Il presente e il futuro dell’abitare, con gli scenari anche problematici che contiene. Ma anche gli strumenti e le opportunità che le misure collegate al Superbonus 110% offrono a una grande platea di imprese e cittadini, per mettere finalmente in sicurezza il patrimonio edilizio sia sotto il profilo della sicurezza antisismica che dell’efficienza energetica. Il tutto, anche attraverso le chiavi di lettura che offrono grandi e innovativi strumenti di programmazione come il Pnrr, che consentirà di ridisegnare le nostre città del futuro, anche attraverso l’uso di energie rinnovabili o materiali ecologici.

Questi i temi al centro del convegno che ha radunato, in una gremita sala Petruzzi di Pescara, un’ampia platea di imprenditori, docenti universitari, operatori del settore coinvolti a vario titolo nel campo della formazione e della sicurezza, esponenti del mondo bancario e degli Ordini professionali.

Nel corso dell’incontro, condotto da Graziano Di Costanzo, sono intervenuti, tra gli altri, i docenti universitari, Roberto Mascarucci e Carlo Cecati; i presidenti dei consorzi realizzati in Abruzzo dalla CNA per gestire la complessa macchina legata al Superbonus: Luca Lecce, Berardino Pierleoni e Gaetano Cicioni; il responsabile nazionale di CNA Installazione e Impianti, Diego Prati; i presidenti regionali di CNA Costruzioni, Aurelio Malvone, e di Installazione e Impianti, Cesare Altieri; il direttore di Edilcassa Abruzzo, Federico Scardecchia; il direttore della Scuola edile, Massimo Passalacqua; il direttore della Agenzia formativa Ecipa Abruzzo, Massimo Renzetti.

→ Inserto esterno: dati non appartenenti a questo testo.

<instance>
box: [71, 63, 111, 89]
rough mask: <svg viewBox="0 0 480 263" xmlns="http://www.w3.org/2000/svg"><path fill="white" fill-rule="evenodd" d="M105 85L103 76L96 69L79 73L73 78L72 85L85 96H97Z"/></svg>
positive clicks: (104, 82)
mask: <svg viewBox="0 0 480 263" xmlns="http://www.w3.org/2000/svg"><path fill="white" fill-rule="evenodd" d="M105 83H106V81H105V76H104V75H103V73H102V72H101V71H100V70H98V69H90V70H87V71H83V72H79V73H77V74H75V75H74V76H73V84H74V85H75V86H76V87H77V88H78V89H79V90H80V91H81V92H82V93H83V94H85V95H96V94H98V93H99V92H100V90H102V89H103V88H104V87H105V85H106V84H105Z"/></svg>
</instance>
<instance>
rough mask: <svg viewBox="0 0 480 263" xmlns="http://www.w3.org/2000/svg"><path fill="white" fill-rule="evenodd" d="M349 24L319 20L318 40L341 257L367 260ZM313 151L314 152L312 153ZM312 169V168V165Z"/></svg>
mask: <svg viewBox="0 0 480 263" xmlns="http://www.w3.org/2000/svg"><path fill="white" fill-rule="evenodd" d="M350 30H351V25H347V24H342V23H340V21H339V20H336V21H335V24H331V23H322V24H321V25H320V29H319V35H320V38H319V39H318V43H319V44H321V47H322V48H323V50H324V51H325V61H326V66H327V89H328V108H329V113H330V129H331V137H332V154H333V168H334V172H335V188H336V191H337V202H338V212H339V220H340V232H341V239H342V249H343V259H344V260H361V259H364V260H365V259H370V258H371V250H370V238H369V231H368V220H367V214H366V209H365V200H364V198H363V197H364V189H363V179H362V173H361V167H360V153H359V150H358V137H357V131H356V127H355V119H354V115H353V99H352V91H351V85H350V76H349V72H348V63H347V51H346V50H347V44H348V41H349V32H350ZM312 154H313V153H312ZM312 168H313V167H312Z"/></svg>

“Abbiamo voluto porre l’accento sulle sfide richieste – continua Calice – soprattutto dal Pnrr, con particolare riferimento alla ‘Missione2 transizione ecologica’, ma anche al Fondo Complementare nelle aree cratere e ai Piano Operativi Fse e Fesr dei Fondi Strutturali 2021-2027, sui temi di riqualificazione abitativa e rigenerazione urbana.”

Silvio Calice indica inoltre le prospettive che adesso si aprono: “non è una novità che le politiche comunitari da anni spingono in questa direzione, ma oggi di fronte alla dipendenza energetica e a un tessuto abitativo di 12,5 milioni di edifici residenziali (di cui l’87% in Classe D, il 60% del quale costruito prima degli anni ‘70 e dove il 60% della popolazione vive in condomini), è importante che tutti i protagonisti di questa transizione facciano la propria parte: la CNA Abruzzo si è assunta quella di facilitatore con strumenti, rappresentanza e promozione di forme aggregative delle imprese”.